Welcome back to Frannie’s deep dive into the water cycle! Today’s focus is surface water. Frannie knows that groundwater refers to water under the ground, so surface water must refer to the bodies of water above the ground, on the surface of the earth. Streams, rivers, lakes, and oceans are all examples of surface water.

Frannie’s experiment with the Awesome Aquifer Kit and her deep dive into the discharge process taught her that surface water is connected to groundwater. Streams and rivers can exchange water droplets that flow with the main current with water droplets that make up the subsurface flow, or flow beneath the streambed.

While Frannie wasn’t surprised by her research into streams and lakes, she was surprised to find surface water hiding in wetlands and glaciers! Wetlands, like marshes and swamps and bogs, are very important locations for groundwater recharge, which Frannie will talk about more later.  Wetlands near the sea or ocean can be flooded and drained by tidal activity and become salt marshes. All kinds of wetlands are incredibly important to prevent flooding and protect water quality.

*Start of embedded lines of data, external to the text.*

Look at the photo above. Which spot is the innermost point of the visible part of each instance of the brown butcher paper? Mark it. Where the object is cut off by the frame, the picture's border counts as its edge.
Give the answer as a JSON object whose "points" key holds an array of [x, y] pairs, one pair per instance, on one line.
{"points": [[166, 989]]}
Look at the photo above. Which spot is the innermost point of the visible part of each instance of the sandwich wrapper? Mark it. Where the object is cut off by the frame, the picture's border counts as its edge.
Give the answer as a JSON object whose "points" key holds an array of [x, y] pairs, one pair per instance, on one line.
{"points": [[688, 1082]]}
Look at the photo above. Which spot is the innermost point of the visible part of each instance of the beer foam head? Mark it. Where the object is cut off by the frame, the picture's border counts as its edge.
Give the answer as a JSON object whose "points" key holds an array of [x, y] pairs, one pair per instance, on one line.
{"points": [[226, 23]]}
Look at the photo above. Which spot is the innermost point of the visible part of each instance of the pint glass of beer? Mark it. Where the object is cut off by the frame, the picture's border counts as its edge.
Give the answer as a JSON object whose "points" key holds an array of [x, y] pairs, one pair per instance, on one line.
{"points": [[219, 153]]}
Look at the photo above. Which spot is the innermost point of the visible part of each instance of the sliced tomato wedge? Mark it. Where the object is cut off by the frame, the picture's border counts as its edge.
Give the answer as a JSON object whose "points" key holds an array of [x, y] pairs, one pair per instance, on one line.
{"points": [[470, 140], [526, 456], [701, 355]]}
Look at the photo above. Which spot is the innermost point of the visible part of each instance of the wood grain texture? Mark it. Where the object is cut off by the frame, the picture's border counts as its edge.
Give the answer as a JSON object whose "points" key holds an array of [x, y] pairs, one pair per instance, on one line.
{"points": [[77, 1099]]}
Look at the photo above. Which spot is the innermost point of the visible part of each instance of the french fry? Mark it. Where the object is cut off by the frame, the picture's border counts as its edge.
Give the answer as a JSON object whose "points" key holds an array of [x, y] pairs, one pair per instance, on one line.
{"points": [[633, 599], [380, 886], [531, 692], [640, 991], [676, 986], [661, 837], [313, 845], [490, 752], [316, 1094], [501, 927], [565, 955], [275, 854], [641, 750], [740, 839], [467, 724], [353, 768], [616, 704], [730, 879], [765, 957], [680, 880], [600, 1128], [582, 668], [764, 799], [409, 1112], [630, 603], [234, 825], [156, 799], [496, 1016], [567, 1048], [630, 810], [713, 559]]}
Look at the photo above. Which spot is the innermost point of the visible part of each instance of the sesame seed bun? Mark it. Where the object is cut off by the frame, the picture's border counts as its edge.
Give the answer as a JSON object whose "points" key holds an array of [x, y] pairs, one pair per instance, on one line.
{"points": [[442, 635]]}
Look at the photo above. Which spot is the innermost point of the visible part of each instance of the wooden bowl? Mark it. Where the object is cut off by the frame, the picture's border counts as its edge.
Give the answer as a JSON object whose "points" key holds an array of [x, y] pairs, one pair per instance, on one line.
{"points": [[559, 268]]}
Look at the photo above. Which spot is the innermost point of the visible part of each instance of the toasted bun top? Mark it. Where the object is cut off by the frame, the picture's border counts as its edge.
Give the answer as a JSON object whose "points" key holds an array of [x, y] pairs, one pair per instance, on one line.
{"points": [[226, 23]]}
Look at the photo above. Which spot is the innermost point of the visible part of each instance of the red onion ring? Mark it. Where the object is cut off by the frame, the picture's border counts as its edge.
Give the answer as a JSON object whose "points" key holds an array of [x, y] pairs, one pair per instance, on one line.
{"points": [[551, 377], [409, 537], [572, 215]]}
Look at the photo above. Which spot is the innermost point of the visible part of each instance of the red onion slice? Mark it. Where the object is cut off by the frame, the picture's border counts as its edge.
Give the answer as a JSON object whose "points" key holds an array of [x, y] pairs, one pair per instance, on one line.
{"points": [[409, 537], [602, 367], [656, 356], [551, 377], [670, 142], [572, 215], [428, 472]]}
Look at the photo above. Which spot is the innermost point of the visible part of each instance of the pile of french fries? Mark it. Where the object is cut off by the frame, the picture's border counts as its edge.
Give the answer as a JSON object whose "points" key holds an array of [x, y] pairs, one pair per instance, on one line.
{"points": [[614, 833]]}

Frannie has never seen a glacier, but in her research, she learned that she could think of it as a large river of ice that flows downhill under its own weight. When areas have a lot of snowfall in the winter start to warm up, the snow begins to melt and compress itself. If an area receives more snow than it can melt away, the melting snow turns into ice and grows with more cycles of snowfall and partial melting, eventually forming a glacier. Glaciers have an enormous effect on the topography, or layout of the land, in a region as well as its quantity and quality of available water.